Incluso hubiera preferido pasar una tarde libre charlando con Márkov que discutiendo como lo hacía con Madiárov en las reuniones de Kazan. Márkov captaba con sorprendente precisión los aspectos ridículos de las personas, sabía burlarse de las debilidades humanas, sin malicia y al mismo tiempo con sarcasmo. Poseía una inteligencia refinada y, sobre todo, era un científico de primer orden; tal vez era el físico experimental de mayor talento del país.
Shtrum ya se había puesto el abrigo cuando Liudmila Nikoláyevna le dijo:
– María Ivánovna llamó ayer.
Se apresuró a preguntar:
– ¿Y?
Su cara había cambiado visiblemente de expresión.
– ¿Qué tienes? -preguntó Liudmila Nikoláyevna,
– Nada, nada -respondió, volviendo del pasillo a la habitación.
– En realidad no lo entendí del todo, pero temo que sea una historia desagradable. Parece que Kovchenko les ha telefoneado. Como de costumbre, está preocupada por ti; tiene miedo de que te busques problemas de nuevo.
– ¿Cómo? -preguntó él, impaciente-. No lo entiendo.
– Es lo que te digo: yo tampoco lo entiendo. Evidentemente, no quería extenderse demasiado por teléfono.

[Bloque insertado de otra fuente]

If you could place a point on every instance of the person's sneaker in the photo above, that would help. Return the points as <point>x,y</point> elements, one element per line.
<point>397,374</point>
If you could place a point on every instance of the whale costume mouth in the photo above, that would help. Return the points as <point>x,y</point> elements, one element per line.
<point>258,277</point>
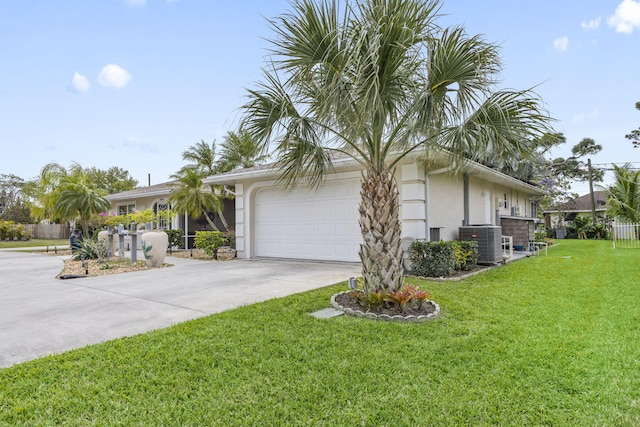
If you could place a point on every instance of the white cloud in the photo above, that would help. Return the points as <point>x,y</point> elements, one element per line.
<point>626,17</point>
<point>591,25</point>
<point>80,83</point>
<point>585,117</point>
<point>133,142</point>
<point>113,76</point>
<point>561,44</point>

– Espera, repítemelo otra vez-dijo Shtrum, desabrochándose el abrigo y sentándose en la silla al lado de la puerta.
Liudmila le miró y movió la cabeza. Le pareció que sus ojos le observaban con aire de tristeza y reproche.
Y como para confirmarle esa conjetura, le dijo:
– Ves, Vitia, esta mañana no tenías tiempo de telefonear a Chepizhin, pero siempre estás dispuesto a oír hablar de Masha… Incluso has esperado, aunque llegabas tarde.